Dana-Farber Cancer Institute, Boston, MA.
Harvard Medical School, Boston, MA.
JCO Clin Cancer Inform. 2020 Aug;4:680-690. doi: 10.1200/CCI.20.00020.
Cancer research using electronic health records and genomic data sets requires clinical outcomes data, which may be recorded only in unstructured text by treating oncologists. Natural language processing (NLP) could substantially accelerate extraction of this information.
Patients with lung cancer who had tumor sequencing as part of a single-institution precision oncology study from 2013 to 2018 were identified. Medical oncologists' progress notes for these patients were reviewed. For each note, curators recorded whether the assessment/plan indicated any cancer, progression/worsening of disease, and/or response to therapy or improving disease. Next, a recurrent neural network was trained using unlabeled notes to extract the assessment/plan from each note. Finally, convolutional neural networks were trained on labeled assessments/plans to predict the probability that each curated outcome was present. Model performance was evaluated using the area under the receiver operating characteristic curve (AUROC) among a held-out test set of 10% of patients. Associations between curated response or progression end points and overall survival were measured using Cox models among patients receiving palliative-intent systemic therapy.
Medical oncologist notes (n = 7,597) were manually curated for 919 patients. In the 10% test set, NLP models replicated human curation with AUROCs of 0.94 for the any-cancer outcome, 0.86 for the progression outcome, and 0.90 for the response outcome. Progression/worsening events identified using NLP models were associated with shortened survival (hazard ratio [HR] for mortality, 2.49; 95% CI, 2.00 to 3.09); response/improvement events were associated with improved survival (HR, 0.45; 95% CI, 0.30 to 0.67).

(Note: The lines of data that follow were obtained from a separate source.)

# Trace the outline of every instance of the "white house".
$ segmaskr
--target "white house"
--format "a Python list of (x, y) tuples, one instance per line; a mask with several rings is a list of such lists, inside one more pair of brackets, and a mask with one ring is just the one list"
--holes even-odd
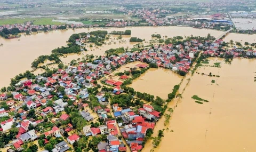
[(68, 137), (68, 142), (71, 145), (73, 145), (75, 141), (78, 141), (80, 137), (76, 134), (74, 134)]
[(6, 111), (4, 109), (4, 108), (1, 108), (0, 109), (0, 117), (3, 117), (3, 116), (7, 116), (8, 113), (6, 113)]
[(191, 58), (194, 58), (194, 52), (192, 51), (189, 52), (189, 54), (188, 54), (188, 57), (189, 57)]
[(28, 102), (27, 102), (27, 107), (28, 107), (29, 110), (35, 109), (36, 108), (36, 104), (32, 101), (28, 101)]
[(83, 127), (83, 131), (84, 132), (84, 134), (86, 136), (88, 136), (92, 134), (92, 132), (91, 131), (91, 127), (90, 125), (85, 126)]
[(148, 105), (143, 105), (143, 108), (149, 112), (152, 112), (154, 111), (153, 107)]
[(3, 93), (2, 94), (0, 94), (0, 100), (5, 100), (7, 99), (7, 95), (6, 94)]
[(13, 119), (12, 118), (1, 122), (1, 127), (3, 129), (3, 131), (6, 131), (12, 128), (13, 124)]

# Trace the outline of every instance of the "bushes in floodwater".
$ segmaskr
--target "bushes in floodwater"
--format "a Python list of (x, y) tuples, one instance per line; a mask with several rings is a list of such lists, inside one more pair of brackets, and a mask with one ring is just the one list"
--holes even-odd
[(172, 90), (172, 92), (168, 94), (168, 100), (166, 100), (167, 102), (171, 101), (173, 98), (175, 98), (176, 93), (177, 92), (179, 89), (180, 89), (179, 85), (174, 85), (174, 86), (173, 87), (173, 89)]
[(209, 102), (209, 101), (208, 101), (208, 100), (203, 99), (199, 98), (197, 95), (194, 95), (193, 96), (192, 96), (191, 98), (194, 99), (194, 100), (198, 100), (198, 101), (204, 101), (204, 102)]

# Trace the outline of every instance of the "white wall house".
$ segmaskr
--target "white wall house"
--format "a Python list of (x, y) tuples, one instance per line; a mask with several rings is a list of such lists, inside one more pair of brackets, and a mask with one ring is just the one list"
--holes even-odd
[(3, 129), (3, 131), (6, 131), (12, 128), (13, 124), (13, 120), (12, 118), (1, 122), (1, 127)]

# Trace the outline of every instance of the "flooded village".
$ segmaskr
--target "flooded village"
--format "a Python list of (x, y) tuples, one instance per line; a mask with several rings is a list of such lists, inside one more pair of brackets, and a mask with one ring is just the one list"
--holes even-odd
[[(8, 100), (1, 110), (5, 117), (3, 133), (15, 134), (4, 143), (8, 149), (25, 150), (33, 146), (27, 144), (31, 141), (41, 150), (52, 151), (78, 147), (86, 151), (255, 150), (253, 140), (244, 139), (255, 136), (251, 94), (256, 91), (255, 60), (248, 58), (254, 58), (256, 51), (225, 45), (231, 39), (254, 43), (253, 35), (244, 39), (229, 33), (214, 41), (208, 34), (218, 37), (223, 32), (142, 27), (57, 31), (22, 36), (20, 41), (0, 38), (4, 55), (0, 63), (6, 71), (1, 76), (4, 79), (1, 85), (7, 86), (10, 78), (29, 70), (38, 56), (67, 46), (73, 34), (121, 29), (131, 29), (131, 36), (121, 41), (110, 36), (106, 42), (111, 44), (86, 45), (87, 51), (64, 54), (60, 58), (63, 65), (55, 64), (55, 70), (42, 69), (36, 75), (26, 72), (12, 81), (13, 90), (0, 96)], [(164, 40), (171, 38), (173, 43), (152, 42), (154, 34), (166, 35)], [(177, 36), (181, 41), (172, 38)], [(204, 38), (196, 39), (198, 36)], [(141, 44), (148, 46), (105, 53), (110, 49), (133, 48), (138, 43), (129, 42), (132, 37), (145, 39)], [(10, 57), (14, 60), (6, 67)], [(73, 60), (77, 61), (68, 64)], [(177, 85), (179, 89), (171, 98)], [(170, 109), (173, 113), (170, 112), (166, 124)], [(159, 130), (163, 137), (157, 138), (161, 141), (157, 143), (150, 137), (159, 137)]]

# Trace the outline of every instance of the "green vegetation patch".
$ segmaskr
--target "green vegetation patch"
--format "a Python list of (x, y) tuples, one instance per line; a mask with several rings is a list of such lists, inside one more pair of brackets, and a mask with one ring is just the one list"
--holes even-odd
[(120, 53), (124, 53), (125, 52), (125, 50), (123, 47), (117, 49), (110, 49), (106, 51), (106, 53), (108, 55), (117, 55)]
[(197, 95), (194, 95), (193, 96), (192, 96), (191, 98), (192, 98), (192, 99), (193, 99), (194, 100), (198, 100), (198, 101), (204, 101), (204, 102), (209, 102), (209, 101), (208, 101), (208, 100), (203, 99), (199, 98)]
[(131, 35), (132, 31), (130, 30), (126, 30), (125, 31), (113, 31), (110, 34), (113, 35)]
[(208, 60), (206, 59), (206, 60), (205, 60), (202, 61), (202, 63), (204, 63), (204, 64), (209, 64), (209, 62)]
[(135, 51), (140, 51), (140, 49), (139, 49), (139, 48), (133, 47), (133, 48), (131, 49), (131, 52), (135, 52)]
[(216, 62), (214, 63), (214, 65), (217, 66), (220, 66), (220, 62)]
[(13, 25), (17, 23), (23, 23), (28, 21), (31, 21), (34, 25), (65, 25), (64, 23), (52, 21), (53, 18), (16, 18), (16, 19), (0, 19), (0, 25)]
[(142, 42), (142, 39), (138, 37), (131, 37), (130, 42)]

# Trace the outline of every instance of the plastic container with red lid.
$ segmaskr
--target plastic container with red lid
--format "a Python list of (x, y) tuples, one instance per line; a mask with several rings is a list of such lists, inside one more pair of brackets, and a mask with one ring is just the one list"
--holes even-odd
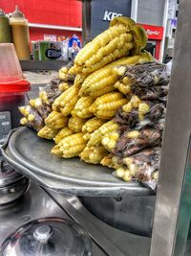
[(18, 106), (25, 105), (25, 94), (31, 89), (23, 76), (11, 43), (0, 44), (0, 144), (9, 131), (19, 126)]

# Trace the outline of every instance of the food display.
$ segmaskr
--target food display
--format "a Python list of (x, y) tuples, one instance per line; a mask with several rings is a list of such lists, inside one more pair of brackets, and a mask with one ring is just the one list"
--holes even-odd
[(146, 42), (132, 19), (114, 18), (39, 98), (20, 107), (21, 124), (53, 140), (58, 157), (108, 166), (117, 178), (155, 190), (169, 77), (144, 51)]

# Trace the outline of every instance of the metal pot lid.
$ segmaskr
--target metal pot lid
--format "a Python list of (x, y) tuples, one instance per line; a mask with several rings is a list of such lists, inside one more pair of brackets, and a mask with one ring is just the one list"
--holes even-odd
[(2, 256), (92, 256), (89, 235), (74, 221), (57, 218), (32, 221), (11, 234)]
[(11, 166), (10, 166), (2, 156), (0, 156), (0, 188), (16, 182), (23, 177)]

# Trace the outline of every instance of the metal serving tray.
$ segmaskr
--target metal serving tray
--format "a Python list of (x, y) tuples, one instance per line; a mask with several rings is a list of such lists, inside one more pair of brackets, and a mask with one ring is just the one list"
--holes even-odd
[(112, 169), (90, 165), (78, 158), (63, 159), (51, 153), (53, 142), (40, 139), (28, 128), (11, 130), (2, 146), (6, 160), (42, 186), (66, 194), (95, 197), (152, 195), (138, 182), (124, 182)]

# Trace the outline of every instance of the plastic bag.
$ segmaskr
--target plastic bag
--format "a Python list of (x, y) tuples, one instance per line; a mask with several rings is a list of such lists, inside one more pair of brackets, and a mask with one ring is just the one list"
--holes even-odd
[(168, 97), (168, 85), (155, 85), (152, 87), (131, 86), (131, 93), (136, 94), (141, 101), (154, 101), (166, 103)]
[(38, 111), (43, 120), (52, 112), (51, 106), (46, 105), (40, 98), (31, 100), (30, 105)]
[[(160, 161), (160, 147), (145, 149), (129, 157), (117, 158), (121, 171), (116, 171), (114, 175), (123, 179), (125, 173), (129, 178), (141, 182), (143, 185), (156, 190)], [(115, 156), (112, 157), (112, 159)], [(127, 174), (126, 174), (127, 175)]]
[(48, 105), (52, 105), (54, 100), (62, 93), (59, 89), (60, 79), (53, 79), (45, 85), (39, 88), (40, 99)]
[[(119, 125), (128, 126), (129, 128), (140, 128), (148, 124), (150, 127), (158, 122), (159, 119), (164, 117), (165, 105), (159, 102), (145, 102), (149, 107), (150, 111), (144, 115), (142, 121), (139, 120), (138, 108), (133, 108), (131, 112), (125, 112), (122, 107), (118, 108), (116, 113), (115, 121)], [(138, 129), (139, 129), (138, 128)]]
[(29, 127), (36, 131), (39, 131), (45, 126), (44, 120), (34, 107), (24, 105), (19, 107), (19, 111), (24, 116), (20, 120), (21, 125)]
[(146, 128), (140, 131), (128, 130), (117, 140), (114, 154), (126, 157), (135, 154), (145, 148), (159, 146), (160, 144), (161, 132), (156, 128)]
[(165, 64), (159, 62), (138, 63), (129, 65), (120, 80), (128, 78), (130, 84), (138, 87), (150, 87), (153, 85), (165, 85), (169, 83), (169, 75)]

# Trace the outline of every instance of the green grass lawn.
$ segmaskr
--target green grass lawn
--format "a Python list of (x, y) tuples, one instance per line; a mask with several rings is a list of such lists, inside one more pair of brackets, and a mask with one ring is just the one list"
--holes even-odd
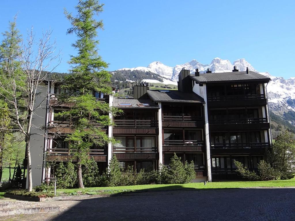
[[(13, 176), (13, 170), (14, 167), (12, 167), (11, 170), (11, 178), (12, 179), (12, 176)], [(22, 170), (23, 173), (24, 173), (24, 168), (22, 168)], [(5, 167), (3, 169), (3, 171), (2, 172), (2, 181), (7, 181), (8, 180), (9, 178), (9, 168), (8, 167)]]
[(4, 198), (4, 194), (5, 192), (0, 192), (0, 199)]
[(179, 189), (196, 190), (206, 189), (226, 188), (243, 188), (255, 187), (295, 187), (295, 179), (285, 180), (268, 181), (237, 181), (214, 182), (207, 183), (191, 183), (185, 184), (152, 184), (112, 187), (86, 188), (84, 189), (59, 189), (57, 192), (60, 194), (75, 194), (81, 192), (82, 194), (116, 193), (137, 190), (155, 191)]

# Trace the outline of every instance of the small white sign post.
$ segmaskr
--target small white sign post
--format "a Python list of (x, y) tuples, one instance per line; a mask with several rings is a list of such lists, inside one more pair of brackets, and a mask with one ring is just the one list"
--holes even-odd
[(54, 183), (54, 196), (56, 195), (56, 178), (51, 178), (50, 179), (50, 181)]

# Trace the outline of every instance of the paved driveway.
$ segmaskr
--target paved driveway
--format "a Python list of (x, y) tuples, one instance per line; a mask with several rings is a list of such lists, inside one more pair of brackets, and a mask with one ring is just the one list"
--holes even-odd
[(292, 188), (174, 191), (57, 203), (68, 209), (7, 220), (295, 220)]

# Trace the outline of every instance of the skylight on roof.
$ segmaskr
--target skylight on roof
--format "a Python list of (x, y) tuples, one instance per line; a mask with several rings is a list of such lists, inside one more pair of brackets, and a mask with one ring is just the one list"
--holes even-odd
[(170, 92), (170, 91), (168, 90), (159, 90), (159, 91), (162, 92)]
[(147, 107), (150, 106), (150, 104), (146, 103), (139, 103), (137, 104), (137, 105), (139, 107)]

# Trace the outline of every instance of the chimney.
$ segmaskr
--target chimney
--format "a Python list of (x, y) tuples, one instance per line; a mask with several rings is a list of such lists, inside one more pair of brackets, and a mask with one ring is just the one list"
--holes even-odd
[(196, 69), (196, 72), (195, 72), (195, 76), (196, 77), (198, 77), (200, 76), (200, 72), (199, 71), (199, 68)]
[(232, 72), (234, 72), (235, 71), (238, 71), (239, 69), (237, 69), (237, 67), (235, 66), (234, 66), (234, 70), (232, 70)]
[(133, 93), (135, 99), (146, 98), (147, 91), (149, 89), (148, 83), (145, 85), (143, 82), (141, 82), (137, 85), (133, 86)]
[(189, 70), (183, 68), (178, 75), (178, 90), (182, 92), (192, 91), (193, 90), (191, 79)]

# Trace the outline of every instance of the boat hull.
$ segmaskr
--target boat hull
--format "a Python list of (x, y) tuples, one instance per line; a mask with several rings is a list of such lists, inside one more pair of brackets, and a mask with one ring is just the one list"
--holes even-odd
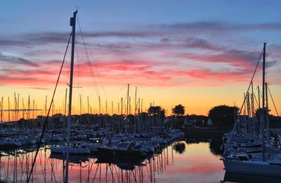
[(115, 155), (118, 156), (145, 156), (145, 153), (141, 151), (123, 151), (112, 149), (111, 148), (106, 147), (97, 147), (98, 152), (100, 155)]
[(226, 171), (263, 175), (281, 176), (281, 164), (268, 162), (223, 160)]

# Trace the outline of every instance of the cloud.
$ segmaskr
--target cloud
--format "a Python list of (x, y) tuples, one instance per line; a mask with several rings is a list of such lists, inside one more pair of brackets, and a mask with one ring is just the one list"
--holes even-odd
[(9, 64), (20, 64), (31, 67), (39, 66), (37, 63), (35, 63), (27, 59), (16, 56), (5, 56), (1, 53), (0, 53), (0, 62), (5, 62)]

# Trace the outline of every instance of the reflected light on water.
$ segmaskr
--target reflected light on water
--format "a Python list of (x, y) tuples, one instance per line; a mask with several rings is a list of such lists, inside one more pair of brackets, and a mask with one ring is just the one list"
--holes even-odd
[[(223, 179), (220, 156), (210, 151), (210, 143), (176, 142), (141, 163), (110, 162), (97, 156), (72, 159), (70, 182), (214, 182)], [(35, 151), (32, 148), (1, 152), (0, 179), (26, 182)], [(39, 151), (33, 182), (63, 182), (63, 157), (51, 156), (48, 146)]]

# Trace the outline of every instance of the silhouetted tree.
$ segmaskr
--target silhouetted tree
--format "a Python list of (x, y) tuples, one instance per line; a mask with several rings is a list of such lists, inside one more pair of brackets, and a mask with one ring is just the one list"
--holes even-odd
[(165, 110), (162, 109), (160, 106), (150, 106), (148, 111), (150, 114), (158, 116), (160, 119), (164, 119)]
[(185, 114), (185, 106), (181, 104), (176, 105), (174, 108), (171, 109), (173, 114), (180, 115)]
[(150, 114), (159, 114), (163, 111), (160, 106), (150, 106), (148, 111)]
[(239, 108), (221, 105), (211, 108), (209, 111), (209, 118), (213, 122), (214, 126), (228, 126), (234, 123), (234, 117), (237, 115)]

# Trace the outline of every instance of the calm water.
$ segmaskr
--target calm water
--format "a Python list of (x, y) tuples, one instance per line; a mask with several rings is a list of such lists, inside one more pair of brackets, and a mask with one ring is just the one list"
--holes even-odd
[[(143, 162), (112, 162), (98, 157), (74, 158), (70, 182), (219, 182), (225, 171), (218, 152), (219, 141), (188, 139), (170, 145)], [(30, 152), (27, 152), (30, 151)], [(1, 179), (26, 182), (35, 152), (32, 147), (13, 155), (1, 153)], [(30, 182), (63, 182), (61, 157), (50, 157), (48, 146), (37, 157)]]

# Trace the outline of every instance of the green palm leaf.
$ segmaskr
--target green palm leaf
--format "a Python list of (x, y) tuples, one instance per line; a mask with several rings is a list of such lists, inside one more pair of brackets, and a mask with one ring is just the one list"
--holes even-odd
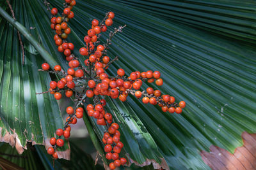
[[(20, 5), (19, 2), (13, 4), (16, 16), (20, 17), (21, 23), (28, 26), (31, 21), (21, 17), (27, 14), (24, 10), (22, 10), (18, 8)], [(19, 13), (20, 15), (18, 15)], [(21, 153), (23, 148), (26, 148), (27, 141), (49, 146), (49, 138), (63, 124), (54, 97), (49, 94), (36, 95), (48, 90), (46, 84), (51, 81), (49, 74), (38, 71), (44, 60), (39, 55), (26, 50), (22, 66), (17, 31), (5, 20), (1, 20), (1, 25), (0, 139), (15, 146)], [(23, 42), (25, 46), (31, 46), (26, 39)], [(67, 148), (67, 145), (64, 150)], [(60, 152), (60, 157), (66, 155)]]
[[(29, 13), (29, 17), (26, 18), (31, 20), (30, 24), (23, 24), (27, 28), (35, 27), (35, 35), (43, 46), (67, 69), (67, 62), (54, 45), (52, 31), (49, 27), (44, 27), (49, 25), (49, 14), (43, 2), (22, 2), (23, 10), (26, 9)], [(62, 6), (59, 1), (51, 3), (58, 8)], [(187, 8), (185, 4), (180, 6), (180, 3), (174, 1), (170, 1), (169, 6), (174, 8), (174, 3), (175, 8), (179, 6), (179, 13), (189, 12), (184, 10)], [(142, 6), (131, 1), (77, 1), (77, 5), (74, 8), (75, 18), (70, 22), (73, 32), (68, 38), (74, 42), (77, 49), (75, 54), (78, 55), (91, 20), (100, 20), (106, 11), (113, 11), (116, 13), (114, 26), (127, 24), (127, 27), (123, 34), (113, 39), (109, 57), (120, 57), (109, 67), (109, 73), (115, 74), (119, 67), (127, 73), (158, 70), (162, 73), (164, 84), (161, 87), (154, 83), (146, 84), (143, 88), (158, 88), (171, 94), (177, 101), (187, 103), (183, 113), (178, 115), (163, 113), (158, 107), (145, 106), (134, 97), (129, 97), (125, 103), (108, 98), (107, 110), (115, 115), (116, 122), (121, 122), (121, 141), (125, 144), (126, 156), (131, 162), (141, 166), (153, 162), (155, 167), (168, 167), (172, 169), (209, 169), (201, 159), (201, 150), (209, 150), (209, 147), (214, 145), (233, 152), (243, 144), (242, 132), (255, 132), (256, 52), (250, 45), (236, 40), (254, 42), (255, 37), (252, 32), (253, 20), (250, 17), (253, 12), (250, 8), (244, 7), (248, 10), (241, 11), (243, 15), (226, 3), (226, 11), (223, 12), (233, 13), (221, 18), (216, 17), (222, 15), (221, 11), (214, 13), (205, 3), (196, 6), (189, 1), (186, 5), (190, 4), (189, 10), (194, 15), (172, 17), (170, 20), (170, 15), (166, 15), (170, 14), (168, 11), (160, 13), (160, 4), (155, 5), (153, 12), (150, 11), (151, 3), (143, 3)], [(223, 6), (218, 1), (215, 4)], [(205, 7), (204, 11), (196, 11), (198, 5)], [(237, 15), (243, 17), (232, 22), (229, 18), (236, 18)], [(205, 20), (206, 17), (209, 21)], [(204, 25), (206, 30), (236, 39), (220, 37), (185, 25), (185, 18), (194, 26)], [(200, 18), (204, 20), (201, 21)], [(247, 19), (242, 22), (244, 18)], [(217, 27), (215, 22), (208, 25), (207, 23), (211, 20), (225, 25)], [(239, 27), (230, 29), (236, 24)], [(103, 34), (102, 37), (105, 39), (107, 36)], [(84, 59), (81, 57), (81, 62)], [(90, 118), (90, 121), (99, 141), (101, 141), (104, 129), (97, 125), (95, 120)]]

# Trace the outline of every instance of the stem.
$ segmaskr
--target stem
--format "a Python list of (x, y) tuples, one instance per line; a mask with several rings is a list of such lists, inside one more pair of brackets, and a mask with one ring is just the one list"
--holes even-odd
[(34, 46), (38, 53), (47, 60), (51, 67), (53, 69), (54, 66), (58, 65), (58, 62), (51, 56), (47, 51), (43, 47), (43, 46), (38, 43), (38, 41), (31, 35), (31, 34), (19, 22), (14, 20), (9, 14), (5, 11), (0, 6), (0, 15), (3, 16), (7, 21), (8, 21), (12, 25), (13, 25), (22, 35)]
[(86, 113), (85, 113), (85, 114), (84, 115), (83, 119), (84, 120), (84, 124), (86, 126), (87, 130), (88, 131), (88, 133), (90, 134), (90, 136), (91, 137), (92, 143), (93, 143), (93, 145), (95, 147), (96, 150), (99, 152), (99, 154), (102, 159), (104, 166), (105, 165), (108, 165), (108, 160), (105, 157), (104, 151), (103, 150), (102, 145), (99, 143), (97, 135), (93, 131), (92, 125), (89, 121), (89, 117), (87, 115)]

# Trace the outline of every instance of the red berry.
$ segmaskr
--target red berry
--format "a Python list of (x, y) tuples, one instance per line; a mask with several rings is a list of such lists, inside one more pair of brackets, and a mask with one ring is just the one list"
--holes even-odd
[(115, 17), (115, 13), (113, 12), (109, 12), (108, 13), (108, 18), (109, 18), (113, 19), (113, 18), (114, 18), (114, 17)]
[(54, 149), (52, 147), (49, 147), (47, 150), (47, 153), (49, 155), (52, 155), (54, 153)]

NLP models based on neural networks can extract meaningful outcomes from oncologist notes at scale. Such models may facilitate identification of clinical and genomic features associated with response to cancer treatment.
使用电子健康记录和基因组数据集进行癌症研究需要临床结果数据,这些数据可能仅由治疗肿瘤学家以非结构化文本的形式记录。自然语言处理(NLP)可以大大加快提取这些信息的速度。
确定了 2013 年至 2018 年间在一个机构进行精准肿瘤学研究中接受肿瘤测序的肺癌患者。审查了这些患者的肿瘤内科医生的进展记录。对于每一份记录,管理员都记录了评估/计划是否表明存在任何癌症、疾病进展/恶化以及/或对治疗的反应或改善疾病。接下来,使用未标记的记录训练一个递归神经网络,从每个记录中提取评估/计划。最后,在标记的评估/计划上训练卷积神经网络,以预测每个已审核结果存在的概率。使用 10%患者的测试集的接收者操作特征曲线(AUROC)评估模型性能。在接受姑息性系统治疗的患者中,使用 Cox 模型测量已审核的反应或进展终点与总生存期之间的关联。
为 919 名患者手动审核了肿瘤内科医生的记录(n=7597)。在 10%的测试集中,NLP 模型的 AUROC 为 0.94,用于任何癌症结果;0.86,用于进展结果;0.90,用于反应结果,复制了人类的审核结果。使用 NLP 模型识别的进展/恶化事件与缩短的生存期相关(死亡风险比 [HR],2.49;95%置信区间 [CI],2.00 至 3.09);反应/改善事件与生存期改善相关(HR,0.45;95%CI,0.30 至 0.67)。
基于神经网络的 NLP 模型可以大规模地从肿瘤内科医生的记录中提取有意义的结果。这种模型可能有助于识别与癌症治疗反应相关的临床和基因组特征。